Cette première année à Mulhouse a été assez dense : enseignant dans
les villages de Rixheim, de Sierentz, de Village Neuf et au collège
Bel Air, j'ai pu accumuler en peu de temps des expériences
différentes.
Au collège Bel Air, immanquablement classé en ZEP dans une autre
ville, je me suis aperçu que certains élèves éprouvaient énormément
de difficultés à comprendre ce qui leur était enseigné.
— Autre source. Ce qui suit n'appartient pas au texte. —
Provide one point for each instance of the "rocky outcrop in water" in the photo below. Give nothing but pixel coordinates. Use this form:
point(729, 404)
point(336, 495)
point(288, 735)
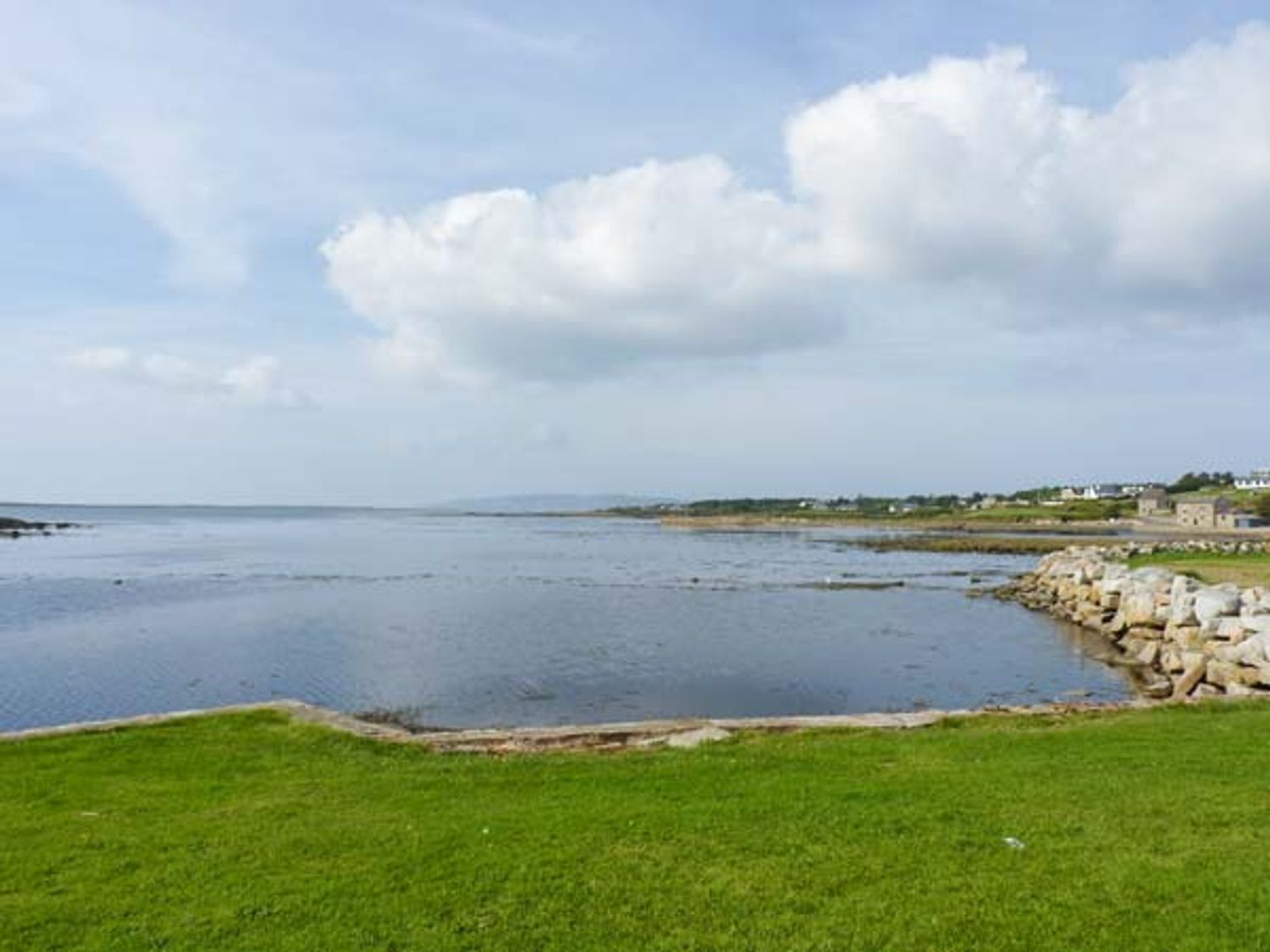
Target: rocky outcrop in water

Enquête faite, j'ai pu comprendre que beaucoup étaient arrivés en
France peu de temps auparavant... ou vivaient dans un contexte
familial non francophone.
Suffisamment d'éléments et d'élèves pour monter un groupe de soutien
FLE...
Ce qui m'a conduit à rencontrer Espace Alpha qui, en France, est la
seule école Éducation Nationale à accueillir des élèves
primo-arrivants, avant leur intégration dans des établissements
ordinaires.
J'ai travaillé 3 ans dans cette structure pilote hors du commun, en
tant que coordinateur pédagogique chargé du second degré : charge à
moi de travailler avec une équipe de professeurs des écoles
enseignant le FLE à des élèves étrangers, au sein des collèges de
Mulhouse.
Ce furent 3 années professionnellement extrêmement pleines : cours
de FLE aux élèves étrangers... coordination d'une équipe
d'enseignants au caractère fort... relations parfois houleuses avec
les principaux de collège et proviseurs de lycées... nécessité de
diplomatie fine avec les inspecteurs de l'éducation nationale et
leurs conseillers pédagogiques, les inspecteurs d'académie
(directeurs des services départementaux de l'Éducation Nationale)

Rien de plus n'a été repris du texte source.